Lucie pourrait donc retirer 10 000 $ en 2018 et 9000 $ en 2019. Elle aurait ainsi les sommes nécessaires pour étudier l'esprit en paix. « Sa marge de crédit pourra lui servir de coussin de sécurité », note M. Truong.

L'impact sur la retraite

Si Lucie n'allait pas aux études et conservait le même salaire, ses économies actuelles lui permettraient de maintenir son train de vie jusqu'à 83 ans environ. « Ce qu'elle va recevoir des régimes publics et de son petit régime de retraite de son employeur va pratiquement équivaloir à ses dépenses actuelles, souligne M. Truong. Sauf que ce dernier n'est probablement pas indexé à l'inflation. D'un autre côté, son fils va probablement voler de ses propres ailes et le condo va être fini de payer. Donc même sans augmentation de salaire, je ne serais pas trop craintif. »
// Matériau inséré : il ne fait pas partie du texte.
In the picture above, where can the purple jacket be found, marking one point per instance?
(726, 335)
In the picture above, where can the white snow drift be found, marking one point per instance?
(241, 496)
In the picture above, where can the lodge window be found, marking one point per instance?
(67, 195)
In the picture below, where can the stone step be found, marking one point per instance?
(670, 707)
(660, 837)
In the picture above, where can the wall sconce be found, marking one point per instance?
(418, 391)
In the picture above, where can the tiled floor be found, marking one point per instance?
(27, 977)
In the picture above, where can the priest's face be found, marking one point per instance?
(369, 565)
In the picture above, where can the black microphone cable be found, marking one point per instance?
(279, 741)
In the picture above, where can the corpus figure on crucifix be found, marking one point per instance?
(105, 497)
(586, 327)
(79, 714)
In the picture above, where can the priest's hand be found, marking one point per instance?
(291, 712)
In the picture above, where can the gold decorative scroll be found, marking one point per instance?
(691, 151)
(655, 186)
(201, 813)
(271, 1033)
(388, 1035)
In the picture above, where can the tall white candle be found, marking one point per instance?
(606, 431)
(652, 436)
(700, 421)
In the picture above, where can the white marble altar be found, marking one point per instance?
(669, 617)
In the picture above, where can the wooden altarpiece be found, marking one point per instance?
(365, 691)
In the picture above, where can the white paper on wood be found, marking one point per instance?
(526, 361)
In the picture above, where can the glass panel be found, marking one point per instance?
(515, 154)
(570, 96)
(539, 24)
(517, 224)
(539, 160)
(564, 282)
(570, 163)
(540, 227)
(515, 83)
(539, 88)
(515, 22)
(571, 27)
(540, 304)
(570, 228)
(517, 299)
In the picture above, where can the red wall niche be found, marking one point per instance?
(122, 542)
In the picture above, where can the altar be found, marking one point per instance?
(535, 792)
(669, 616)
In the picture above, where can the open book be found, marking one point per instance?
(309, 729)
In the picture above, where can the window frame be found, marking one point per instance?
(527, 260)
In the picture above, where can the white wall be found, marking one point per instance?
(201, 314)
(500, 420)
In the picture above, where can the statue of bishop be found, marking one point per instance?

Par contre, si elle décroche vraiment un poste dont le salaire est de 50 000 $ par année à la suite de ses études, sa situation sera plus avantageuse. « Elle va rentrer assez vite dans son argent, c'est un très bon investissement, note M. Truong. Elle aura un surplus de plus de 14 000 $ par année jusqu'à ses 70 ans. » Elle devra rembourser son prêt étudiant et son REEP, bien entendu, mais pas la bourse qu'elle aura reçue.

« Elle va pouvoir mettre plus d'argent de côté pour sa retraite tout en augmentant un peu son niveau de vie d'ici là », indique M. Truong.